Murray Sentner figures the reason to have insurance is so it will be there when a customer runs into a stretch of rotten luck.

But when bad weather and a defective washing machine combined to hand the 74-year-old Bowie man three "oddball accidents" in two years, says Sentner, the "grubby sons of guns" at his homeowner's insurance company refused to renew his coverage.

Sentner's story and hundreds like it are the reason the Maryland House of Delegates is considering a bill that would prohibit insurers from canceling a policy when fewer than three weather-related claims have been filed within a three-year period.

Steven B. Larsen, the state insurance commissioner, told the House Economic Matters Committee last week that his agency gets about 600 complaints a year from homeowners whose policies have been terminated by companies because of multiple claims.

"These people are outraged," Larsen said.

Sentner recalls that description would have applied to him the day his insurance agent tried to "coerce" him not to file a claim after a washing machine connection hose burst, causing about $9,000 damage to his home.

"I didn't react too well to this form of menace because I have insurance to cover this type of contingency," said the veteran of Omaha Beach and the Battle of the Bulge.

The company's complaint was that Sentner had filed claims twice in the previous two years because of separate weather-related accidents. The first, which came after his patio roof collapsed in the blizzard of 1996, amounted to $1,200. Another, the result of a flash flood in 1997, came to $400.

Sentner said he filed an $8,500 claim for the washing machine incident despite the agent's warning that the company has a policy of "three strikes and you're out."

Two months later, the company refused to renew his policy.

According to Larsen, homeowners who lose their coverage often have to pay hundreds of dollars more for a new policy.

Under the legislation, Sentner's two weather-related accidents could not have been held against him. The bill would also apply to auto insurance, forbidding companies to terminate coverage because of one or two claims within three years for accidents in which the customer was not at fault.

Last week, insurance industry lobbyists told the House committee they could support the bill if certain amendments were added.

For insurers, the appeal of the bill is that it could undo some of the more onerous effects of a 1987 Maryland Court of Special Appeals decision.

In the case of Crumlish vs.
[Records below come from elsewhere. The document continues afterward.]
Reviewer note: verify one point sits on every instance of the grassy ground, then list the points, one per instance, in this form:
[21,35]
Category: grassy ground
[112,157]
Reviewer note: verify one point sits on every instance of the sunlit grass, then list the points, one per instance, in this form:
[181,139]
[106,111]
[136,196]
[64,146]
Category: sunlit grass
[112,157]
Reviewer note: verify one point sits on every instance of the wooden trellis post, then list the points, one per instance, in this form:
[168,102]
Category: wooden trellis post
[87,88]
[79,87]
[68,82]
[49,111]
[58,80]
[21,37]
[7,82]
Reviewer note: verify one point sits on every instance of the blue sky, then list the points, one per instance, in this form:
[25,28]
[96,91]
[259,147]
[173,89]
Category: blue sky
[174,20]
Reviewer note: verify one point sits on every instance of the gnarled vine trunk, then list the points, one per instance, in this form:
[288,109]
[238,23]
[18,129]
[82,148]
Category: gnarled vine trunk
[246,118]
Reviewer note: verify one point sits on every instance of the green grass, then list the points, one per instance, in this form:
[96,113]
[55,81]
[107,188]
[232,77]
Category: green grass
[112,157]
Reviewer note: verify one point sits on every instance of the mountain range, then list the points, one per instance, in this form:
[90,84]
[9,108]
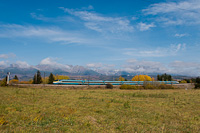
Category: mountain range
[27,72]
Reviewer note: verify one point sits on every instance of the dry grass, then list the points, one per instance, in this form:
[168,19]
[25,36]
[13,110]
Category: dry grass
[61,110]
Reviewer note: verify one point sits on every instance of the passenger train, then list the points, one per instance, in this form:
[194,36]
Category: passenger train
[99,82]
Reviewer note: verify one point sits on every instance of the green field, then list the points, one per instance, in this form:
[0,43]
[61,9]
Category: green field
[78,110]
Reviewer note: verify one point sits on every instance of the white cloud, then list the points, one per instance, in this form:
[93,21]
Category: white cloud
[22,64]
[49,34]
[185,68]
[144,26]
[48,19]
[176,13]
[136,66]
[180,35]
[94,65]
[172,50]
[52,63]
[6,56]
[101,23]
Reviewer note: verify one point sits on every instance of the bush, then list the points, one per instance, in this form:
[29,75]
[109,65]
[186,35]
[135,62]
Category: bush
[128,87]
[109,86]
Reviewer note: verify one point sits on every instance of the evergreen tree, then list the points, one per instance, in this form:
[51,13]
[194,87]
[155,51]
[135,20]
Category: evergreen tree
[16,77]
[51,78]
[37,79]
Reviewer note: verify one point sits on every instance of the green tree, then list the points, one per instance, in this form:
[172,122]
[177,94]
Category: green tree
[37,79]
[16,77]
[51,78]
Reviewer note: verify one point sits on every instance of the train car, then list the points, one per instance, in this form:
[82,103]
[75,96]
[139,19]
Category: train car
[100,82]
[114,82]
[69,82]
[94,82]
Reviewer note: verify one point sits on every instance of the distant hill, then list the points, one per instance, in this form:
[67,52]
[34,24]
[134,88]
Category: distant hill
[27,72]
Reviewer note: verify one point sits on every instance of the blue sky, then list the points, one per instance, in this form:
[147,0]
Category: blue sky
[131,35]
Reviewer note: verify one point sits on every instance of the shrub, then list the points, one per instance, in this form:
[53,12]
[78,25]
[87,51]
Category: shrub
[109,86]
[128,87]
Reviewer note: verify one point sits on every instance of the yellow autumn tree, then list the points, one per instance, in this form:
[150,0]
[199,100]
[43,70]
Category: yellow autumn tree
[121,78]
[142,78]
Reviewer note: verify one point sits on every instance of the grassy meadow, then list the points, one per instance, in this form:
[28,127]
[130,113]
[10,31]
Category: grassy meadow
[101,110]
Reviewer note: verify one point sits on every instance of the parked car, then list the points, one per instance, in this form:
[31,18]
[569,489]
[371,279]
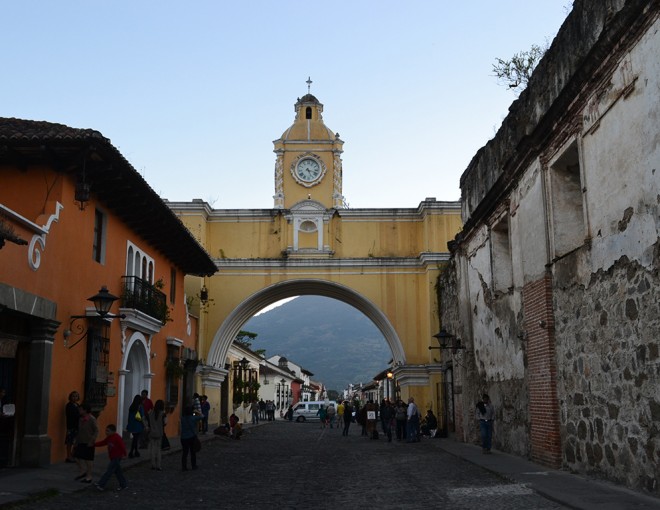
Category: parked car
[308,411]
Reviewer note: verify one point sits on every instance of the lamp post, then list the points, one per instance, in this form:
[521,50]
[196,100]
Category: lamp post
[102,301]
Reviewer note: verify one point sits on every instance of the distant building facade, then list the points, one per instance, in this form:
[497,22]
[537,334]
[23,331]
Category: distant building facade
[76,217]
[554,281]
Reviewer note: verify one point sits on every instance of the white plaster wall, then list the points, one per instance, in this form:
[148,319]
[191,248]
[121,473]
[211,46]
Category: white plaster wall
[498,356]
[530,249]
[617,180]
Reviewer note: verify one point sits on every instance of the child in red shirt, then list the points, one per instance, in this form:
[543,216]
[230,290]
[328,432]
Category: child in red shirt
[116,452]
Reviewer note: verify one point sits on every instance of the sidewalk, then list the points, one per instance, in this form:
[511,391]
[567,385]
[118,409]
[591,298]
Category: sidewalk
[19,484]
[573,491]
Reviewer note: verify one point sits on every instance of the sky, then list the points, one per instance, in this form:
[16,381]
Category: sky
[194,93]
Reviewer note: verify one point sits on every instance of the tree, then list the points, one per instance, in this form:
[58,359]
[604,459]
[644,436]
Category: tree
[516,72]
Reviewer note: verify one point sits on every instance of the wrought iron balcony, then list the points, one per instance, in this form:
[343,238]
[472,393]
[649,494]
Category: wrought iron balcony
[141,295]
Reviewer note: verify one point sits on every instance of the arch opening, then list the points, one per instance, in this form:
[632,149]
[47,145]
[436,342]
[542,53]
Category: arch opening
[250,306]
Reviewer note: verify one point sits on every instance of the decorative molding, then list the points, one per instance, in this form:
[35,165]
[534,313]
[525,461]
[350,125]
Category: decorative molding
[188,322]
[140,322]
[172,340]
[279,181]
[34,252]
[338,200]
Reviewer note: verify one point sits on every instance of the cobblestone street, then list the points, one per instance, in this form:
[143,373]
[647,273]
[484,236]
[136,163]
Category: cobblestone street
[299,465]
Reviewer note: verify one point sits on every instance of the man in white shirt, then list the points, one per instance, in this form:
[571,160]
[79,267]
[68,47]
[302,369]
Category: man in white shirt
[413,421]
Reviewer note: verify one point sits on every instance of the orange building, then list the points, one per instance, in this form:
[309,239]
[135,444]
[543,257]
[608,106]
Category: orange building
[76,219]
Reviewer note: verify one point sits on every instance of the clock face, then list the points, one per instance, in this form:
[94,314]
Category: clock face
[308,170]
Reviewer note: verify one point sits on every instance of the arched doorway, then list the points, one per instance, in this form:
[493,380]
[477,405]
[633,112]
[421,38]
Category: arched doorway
[134,377]
[231,326]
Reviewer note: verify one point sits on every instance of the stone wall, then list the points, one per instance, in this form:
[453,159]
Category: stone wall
[609,368]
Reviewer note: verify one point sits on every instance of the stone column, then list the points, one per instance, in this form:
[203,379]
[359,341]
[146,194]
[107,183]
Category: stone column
[542,373]
[36,444]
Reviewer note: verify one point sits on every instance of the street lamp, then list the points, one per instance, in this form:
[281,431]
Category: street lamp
[102,303]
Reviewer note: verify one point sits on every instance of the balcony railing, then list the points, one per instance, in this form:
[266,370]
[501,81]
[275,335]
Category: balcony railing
[141,295]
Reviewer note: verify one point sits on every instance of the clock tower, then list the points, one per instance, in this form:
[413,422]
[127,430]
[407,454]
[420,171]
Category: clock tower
[308,164]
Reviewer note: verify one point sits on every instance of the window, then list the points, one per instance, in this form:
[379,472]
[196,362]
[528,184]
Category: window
[173,373]
[98,247]
[500,243]
[96,367]
[172,285]
[568,229]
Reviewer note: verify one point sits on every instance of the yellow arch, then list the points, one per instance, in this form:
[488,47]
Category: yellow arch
[245,310]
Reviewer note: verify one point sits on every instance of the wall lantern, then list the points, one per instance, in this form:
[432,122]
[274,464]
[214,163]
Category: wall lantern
[102,303]
[447,341]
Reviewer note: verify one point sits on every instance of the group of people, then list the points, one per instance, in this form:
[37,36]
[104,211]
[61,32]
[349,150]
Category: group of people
[263,410]
[146,423]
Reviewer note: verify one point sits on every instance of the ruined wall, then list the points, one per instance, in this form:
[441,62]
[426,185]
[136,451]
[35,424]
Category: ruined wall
[557,265]
[610,372]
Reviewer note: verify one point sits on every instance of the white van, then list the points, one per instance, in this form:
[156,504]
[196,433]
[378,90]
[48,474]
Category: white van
[308,411]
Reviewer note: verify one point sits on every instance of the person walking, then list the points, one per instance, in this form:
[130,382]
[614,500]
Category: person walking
[330,414]
[322,413]
[206,409]
[348,417]
[147,405]
[340,415]
[413,421]
[116,452]
[372,418]
[401,419]
[156,420]
[254,409]
[72,417]
[486,415]
[88,430]
[135,425]
[189,424]
[387,412]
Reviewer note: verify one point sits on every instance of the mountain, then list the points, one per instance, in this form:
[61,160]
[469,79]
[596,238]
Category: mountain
[331,339]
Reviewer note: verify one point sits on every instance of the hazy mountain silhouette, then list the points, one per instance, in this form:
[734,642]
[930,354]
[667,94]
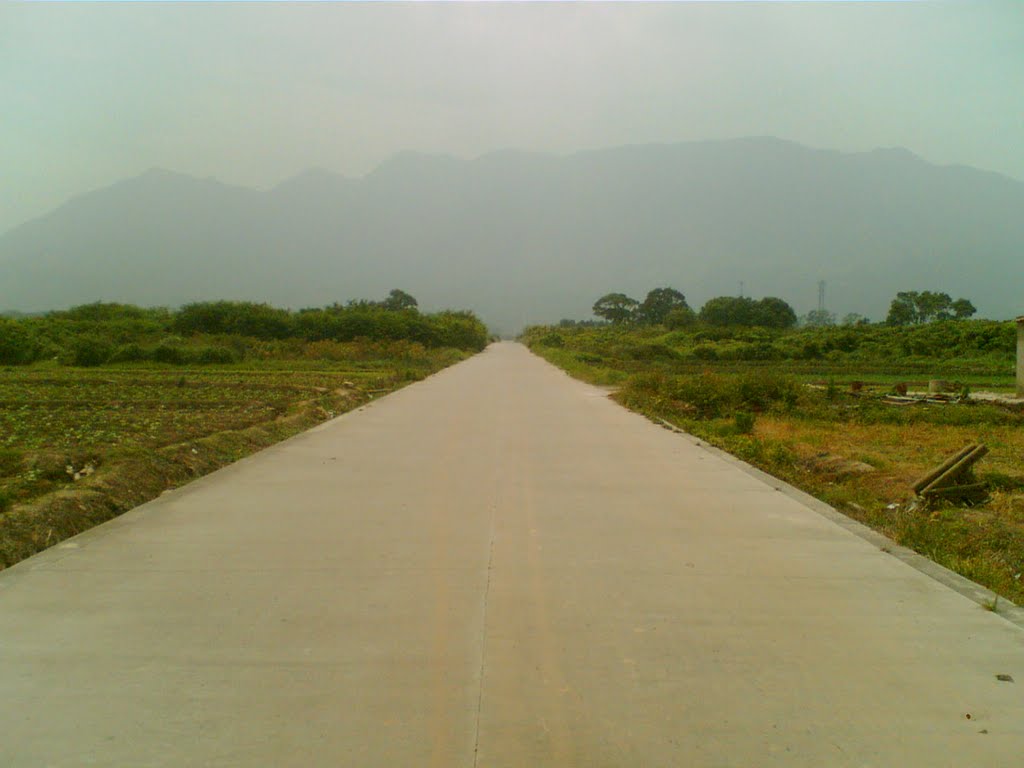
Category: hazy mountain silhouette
[529,238]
Insurance Commissioner, the court held that insurance companies could not decline to renew a policy unless they had statistical evidence to back up their decisions.

Minor Carter, a lobbyist for the Maryland Association of Mutual Insurance Companies, said the ruling has led to some cases that violate common sense.
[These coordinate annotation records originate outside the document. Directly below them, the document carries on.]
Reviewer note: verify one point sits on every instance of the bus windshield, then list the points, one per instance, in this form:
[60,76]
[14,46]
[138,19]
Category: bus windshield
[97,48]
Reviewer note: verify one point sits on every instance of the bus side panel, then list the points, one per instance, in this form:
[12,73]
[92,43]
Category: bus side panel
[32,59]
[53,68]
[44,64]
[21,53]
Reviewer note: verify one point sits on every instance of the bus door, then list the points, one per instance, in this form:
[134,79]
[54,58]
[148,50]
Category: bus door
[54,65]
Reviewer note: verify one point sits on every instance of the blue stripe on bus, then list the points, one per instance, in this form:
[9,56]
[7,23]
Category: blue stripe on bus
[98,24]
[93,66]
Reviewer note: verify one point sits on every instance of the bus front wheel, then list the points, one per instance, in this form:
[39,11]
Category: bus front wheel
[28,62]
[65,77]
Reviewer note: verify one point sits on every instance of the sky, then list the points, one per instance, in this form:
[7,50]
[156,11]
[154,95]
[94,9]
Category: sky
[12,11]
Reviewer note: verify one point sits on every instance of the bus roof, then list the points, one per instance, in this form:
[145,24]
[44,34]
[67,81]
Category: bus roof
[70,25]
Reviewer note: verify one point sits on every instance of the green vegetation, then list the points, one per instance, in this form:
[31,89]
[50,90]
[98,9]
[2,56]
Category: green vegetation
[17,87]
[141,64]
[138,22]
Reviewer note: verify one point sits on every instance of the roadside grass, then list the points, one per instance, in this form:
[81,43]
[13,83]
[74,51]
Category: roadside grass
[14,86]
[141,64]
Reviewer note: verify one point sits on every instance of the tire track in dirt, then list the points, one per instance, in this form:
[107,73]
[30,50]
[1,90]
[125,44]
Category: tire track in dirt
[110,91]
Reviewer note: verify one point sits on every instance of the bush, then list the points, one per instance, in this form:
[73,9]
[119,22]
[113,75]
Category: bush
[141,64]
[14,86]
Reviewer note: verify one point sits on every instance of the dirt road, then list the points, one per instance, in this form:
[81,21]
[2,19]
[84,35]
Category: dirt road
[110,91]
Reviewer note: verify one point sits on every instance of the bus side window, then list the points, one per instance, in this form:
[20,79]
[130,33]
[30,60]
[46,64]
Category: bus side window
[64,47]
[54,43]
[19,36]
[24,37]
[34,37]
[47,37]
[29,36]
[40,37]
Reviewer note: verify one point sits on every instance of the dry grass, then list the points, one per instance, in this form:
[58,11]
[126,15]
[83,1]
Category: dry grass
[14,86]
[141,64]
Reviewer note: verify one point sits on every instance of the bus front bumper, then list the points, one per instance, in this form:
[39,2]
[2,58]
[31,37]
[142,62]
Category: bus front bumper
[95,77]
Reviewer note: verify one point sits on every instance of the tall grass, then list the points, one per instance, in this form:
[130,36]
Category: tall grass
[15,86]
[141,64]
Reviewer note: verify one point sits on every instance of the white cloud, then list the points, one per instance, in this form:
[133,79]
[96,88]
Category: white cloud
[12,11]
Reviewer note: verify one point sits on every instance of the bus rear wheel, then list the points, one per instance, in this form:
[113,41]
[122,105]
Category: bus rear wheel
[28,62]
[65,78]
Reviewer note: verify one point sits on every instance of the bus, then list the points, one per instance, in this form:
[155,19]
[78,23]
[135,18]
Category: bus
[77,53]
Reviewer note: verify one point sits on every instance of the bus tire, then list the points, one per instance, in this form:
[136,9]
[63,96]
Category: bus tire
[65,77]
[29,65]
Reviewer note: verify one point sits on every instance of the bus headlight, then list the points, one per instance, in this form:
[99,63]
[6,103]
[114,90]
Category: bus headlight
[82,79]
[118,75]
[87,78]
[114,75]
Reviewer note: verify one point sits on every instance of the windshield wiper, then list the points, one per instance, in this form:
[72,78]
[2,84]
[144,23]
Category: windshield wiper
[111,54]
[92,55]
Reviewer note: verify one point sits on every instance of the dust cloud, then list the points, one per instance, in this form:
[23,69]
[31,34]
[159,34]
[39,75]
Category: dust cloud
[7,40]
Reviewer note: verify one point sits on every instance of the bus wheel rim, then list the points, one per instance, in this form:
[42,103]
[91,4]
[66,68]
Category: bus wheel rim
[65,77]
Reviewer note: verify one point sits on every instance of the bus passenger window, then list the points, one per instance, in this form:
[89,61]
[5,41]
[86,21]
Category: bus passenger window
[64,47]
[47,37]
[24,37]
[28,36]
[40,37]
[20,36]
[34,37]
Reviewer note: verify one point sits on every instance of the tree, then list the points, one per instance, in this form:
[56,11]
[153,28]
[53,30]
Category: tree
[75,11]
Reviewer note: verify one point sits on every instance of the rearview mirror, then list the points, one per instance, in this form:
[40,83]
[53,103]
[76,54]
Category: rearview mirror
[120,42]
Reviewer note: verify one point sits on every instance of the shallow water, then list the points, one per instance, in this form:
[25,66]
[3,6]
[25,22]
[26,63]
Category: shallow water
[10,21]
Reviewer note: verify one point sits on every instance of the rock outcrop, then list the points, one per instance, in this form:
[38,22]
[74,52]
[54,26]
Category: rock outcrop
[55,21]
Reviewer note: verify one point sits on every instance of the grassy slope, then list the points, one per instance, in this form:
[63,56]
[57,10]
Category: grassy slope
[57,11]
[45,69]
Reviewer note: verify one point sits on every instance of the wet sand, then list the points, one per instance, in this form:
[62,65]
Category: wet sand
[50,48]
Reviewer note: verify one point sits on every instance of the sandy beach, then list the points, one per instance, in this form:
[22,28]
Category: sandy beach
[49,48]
He noted the example of a customer whose German shepherd attacked and killed a pit bull, resulting in a claim that led the company to tell the owner he had to get rid of the dog to get the policy renewed.
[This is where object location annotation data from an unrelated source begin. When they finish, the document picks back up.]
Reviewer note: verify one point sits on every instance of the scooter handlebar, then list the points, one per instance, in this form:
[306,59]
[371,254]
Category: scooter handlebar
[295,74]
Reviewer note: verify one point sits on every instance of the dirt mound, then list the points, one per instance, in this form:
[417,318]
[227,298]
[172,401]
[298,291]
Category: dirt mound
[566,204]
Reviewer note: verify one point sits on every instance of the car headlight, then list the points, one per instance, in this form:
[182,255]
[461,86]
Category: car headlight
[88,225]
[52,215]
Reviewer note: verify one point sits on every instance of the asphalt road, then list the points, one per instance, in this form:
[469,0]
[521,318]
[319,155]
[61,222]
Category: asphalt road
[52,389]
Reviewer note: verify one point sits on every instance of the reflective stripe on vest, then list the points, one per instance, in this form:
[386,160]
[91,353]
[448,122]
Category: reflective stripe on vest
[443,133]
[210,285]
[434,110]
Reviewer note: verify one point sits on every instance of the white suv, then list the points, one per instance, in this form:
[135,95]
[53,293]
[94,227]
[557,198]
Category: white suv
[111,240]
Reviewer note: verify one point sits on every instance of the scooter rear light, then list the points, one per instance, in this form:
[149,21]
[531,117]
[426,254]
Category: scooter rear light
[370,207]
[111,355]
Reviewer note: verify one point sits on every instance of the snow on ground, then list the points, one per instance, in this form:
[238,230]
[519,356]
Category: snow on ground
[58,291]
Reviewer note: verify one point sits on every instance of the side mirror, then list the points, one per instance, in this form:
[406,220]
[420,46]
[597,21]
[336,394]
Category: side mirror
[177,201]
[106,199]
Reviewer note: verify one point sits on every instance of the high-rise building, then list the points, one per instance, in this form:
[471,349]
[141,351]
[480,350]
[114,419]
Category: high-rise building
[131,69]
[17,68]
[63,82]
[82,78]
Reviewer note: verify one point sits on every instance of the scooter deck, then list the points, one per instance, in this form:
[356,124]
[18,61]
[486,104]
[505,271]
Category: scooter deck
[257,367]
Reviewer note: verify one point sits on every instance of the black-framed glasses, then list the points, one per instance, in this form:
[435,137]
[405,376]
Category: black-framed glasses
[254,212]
Carter said that when the customer appealed, a hearing examiner ruled against the company because it could offer no specific studies showing that vicious dogs are likely to attack again.

Larsen said he, too, has become disenchanted with the Crumlish decision because it has sometimes been used against consumers by companies noting questionable studies. "Crumlish has kind of been flopped on its head. It was meant to be a shield and it was turned into a sword," he said.

The commissioner said he would like to see a bill that couples the new consumer protections with some exceptions to Crumlish that would let insurers end coverage without delay under certain circumstances.

In its present form, the bill would give the commissioner the authority to spell out those exceptions by regulation. But Larsen said he was open to the idea of putting those provisions in the law -- a protection the companies say they prefer.

The bill, sponsored by Del. Mary Ann Love, has important support from Del. Michael E. Busch, a fellow Anne Arundel Democrat who chairs the Economic Matters Committee. Busch said he and Larsen have been working closely on the issue since early in the legislative session.

The status quo, Busch said, is "unfair to consumers and unfair to the industry." He expressed optimism that language can be worked out in time for the House to pass the bill and send it to the Senate.

As for Sentner, his problems with his insurance company have been resolved.

Instead of spending more money for less coverage under a new policy, he complained to the insurance commissioner, the attorney general and his state senator. After an Insurance Administration investigation, the company backed down and extended his coverage, Sentner said.

"I don't like to get pushed around," he said. "I didn't get pushed around in combat, and I won't get pushed around now."